I adjusted this because the Pullman pan takes a bit more dough, and you could make this into rolls if you wanted to, just cut it into same size chunks and roll in your hands, before placing in a 9 x 13 pan to rise.
Preheat the oven to 350°F, and when the loaves are risen, bake for 25-30 minutes. The Pullman loaf I baked an extra five minutes.
You’re supposed to let it rest for a few after this, but I’m not very good at that. But if you have more self control around fresh bread, let them cool in the pans 1o minutes, then cool on a rack another 10.

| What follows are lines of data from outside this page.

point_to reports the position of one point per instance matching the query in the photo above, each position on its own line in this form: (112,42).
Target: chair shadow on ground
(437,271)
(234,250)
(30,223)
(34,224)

But seriously, who does that?
- 1 c warm water
- 1 c warm milk
- 2 tablespoon yeast
- 1 1/2 t salt
- 1/4 c vegetable oil or melted butter
- 6 c flour (bread or AP)
- Mix water, milk, yeast, and sugar in the bowl of your mixer (with dough hook) briefly. Let sit for 10 minutes.
- Add oil, salt, and flour and mix until combined.
- Turn out onto floured surface and knead 10 minutes.
- Place dough in greased bowl, turning to coat. Cover with plastic wrap or damp towel and let rise until double (1 hr).
- Take dough out and place on floured surface. Cut in half and form each half into a rectangle. Roll up and place in greased loaf pan, seam side down. cover and let rise until double, 30 min to 1 hr.
- Preheat oven to 350°F and bake bread for 25-30 minutes. Brush tops with butter when it comes out of the oven, if desired.
- Place ingredients into machine according to manufacturers directions. (Mine requires all liquids go in first)
- Set for “dough” only and turn on machine.
- I stop mine after the first knead and rise cycle and pull the dough out, shaping into rectangles, rolling up and placing in pans for the second rise.
- Bake as per the regular directions.